Having since turned 25 this topic has been on my mind quite a bit. When I first started working I didn't think I would ever struggle with the idea of success and salary, in particular since I was really just trying to be employed my focus was rather short termed. But having worked for a few years I do indeed feel the call to make work my life, and to be in competition for that promotion and salary and all the niceties the come with it. There is such temptation everyday not only to do extra work but to get ahead of co-workers and make nice to the bosses. And all for the goal of being successful, having a nice car & house, and living the dream that had always been promised. And above all I dream of freedom, to have the title that will let me set my work hours, to choose what I want to do, and to call the shots on what I want to pursue. To be able to retire young and do whatever it is I want without a boss or someone watching over my back all the time.

And I don’t think this is limited to just my career or salary. I've been finding out that there are so many things I define my own success and failures by that are apart from Christ. So many things that society views as valuable and I copy to try and fit in, to try and emulate a sense of belonging. And when I don’t have them I am crushed. I can’t sleep. I spend wasted hours dreaming of being one of the cool kids with the nice job and great friendships. Isn't that ridiculous? I dream of having the perfect friendships, the ones that you see on TV where everybody is happy, as if there was ever such a thing. What they don’t tell you is that when the camera turns off, there are real people with real problems and real scars that need the love and care of fellowship in their weakness and pain. Who are in need of a Savior.

God had intended something else for us. But with sin we found it impossible to achieve the reality of what had been promised. Instead we stumble around in this shadow of what should be, trying to dig our way through the mess that has become work, life, friendship, and ultimately our faith. But in the midst of what the world is telling us to do, we have the clear voice of God commanding us to actually follow after Him instead, and letting us know that it’s all going to be alright.

I believe in the promise that in Heaven the work we will be assigned by God will be perfectly satisfying and fulfilling. Back in college I used to think that Heaven meant we wouldn't have to do any work and could just lay around enjoying God’s glory, but I figured if mostly all the Biblical characters worked very hard to fulfill their calling in God that it had to be somehow tied to what God intends for us in the future. And that is not to say that all the work we do now is futile, but rather that the common reasons for why we work are. There is meaning to be found in doing a job that can provide for your family, that can support missionaries in the World, and that can help the poor and in need. What distinguishes godly work from pointless work is that in whatever we do we do it for God. That besides those who are clearly seen working in the church there are those that work quietly in the back and sidelines, doing what God has called them to. For God had called all of us to certain duties, as in the parable of the talents, people were given different amounts and expected to produce with what they had and not to compare with how many that other guy/gal started with.

Meaning isn't found in being happy in this world.

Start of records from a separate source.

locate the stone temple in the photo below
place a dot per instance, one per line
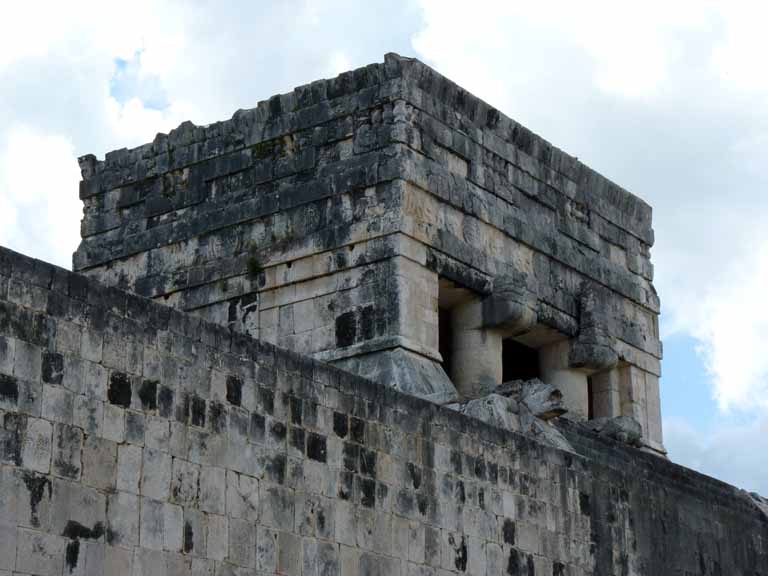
(372, 326)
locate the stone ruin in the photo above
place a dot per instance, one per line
(372, 326)
(409, 233)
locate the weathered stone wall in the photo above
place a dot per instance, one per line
(137, 439)
(332, 220)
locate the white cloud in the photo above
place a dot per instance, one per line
(731, 452)
(38, 213)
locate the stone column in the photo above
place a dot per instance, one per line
(554, 369)
(606, 401)
(477, 352)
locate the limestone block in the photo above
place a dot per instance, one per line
(213, 487)
(99, 463)
(67, 450)
(151, 524)
(129, 459)
(122, 520)
(148, 562)
(276, 507)
(184, 481)
(288, 554)
(118, 560)
(157, 434)
(319, 558)
(114, 423)
(242, 496)
(173, 527)
(36, 453)
(7, 544)
(266, 550)
(40, 553)
(242, 543)
(89, 414)
(27, 361)
(218, 537)
(7, 351)
(156, 474)
(58, 404)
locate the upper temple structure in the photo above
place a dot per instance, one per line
(394, 225)
(372, 327)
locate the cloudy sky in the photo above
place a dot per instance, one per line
(669, 99)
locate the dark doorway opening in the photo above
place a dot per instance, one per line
(519, 362)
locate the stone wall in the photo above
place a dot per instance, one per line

It isn't found in the wisdoms that tell us to work hard now so we can rest later, or to find the spouse that will make you most happy. 1 Corinthians tells us that the wisdom of God confounds the world and is a stumbling block to those who can’t accept it. But to us that have been called, it is salvation and peace and joy. Meaning is found in following faithfully after God every day. To see the choices before us and pick the one that is a life of serving others and bearing our cross. To realize that the people in our lives are not to ignored for the sake of wanting better, but rather here to support and bear with each other in the road to Christ.


Faith doesn't die in a great sudden explosion of realization that there is no God. It isn't suddenly changed when someone provides a great argument against Jesus. I believe faith dies in the slow stumbling death of everyday submission to the world. Something subtle but surely enough stone by stone our foundation is torn away until one day we find we no longer walk with Christ. And so each new day by the strength of God we should follow faithfully after Him and build up the foundation that Christ has provided that we might be protected from the temptations of the enemy. I think ultimately, we are called each day to be bold with the gospel. To follow almost recklessly after the conviction God has placed in our hearts, trusting that He’ll provide by grace what we can’t achieve by our hands. And whether or not we succeed at the end of the day, we will always know there is a loving Father to welcome us home.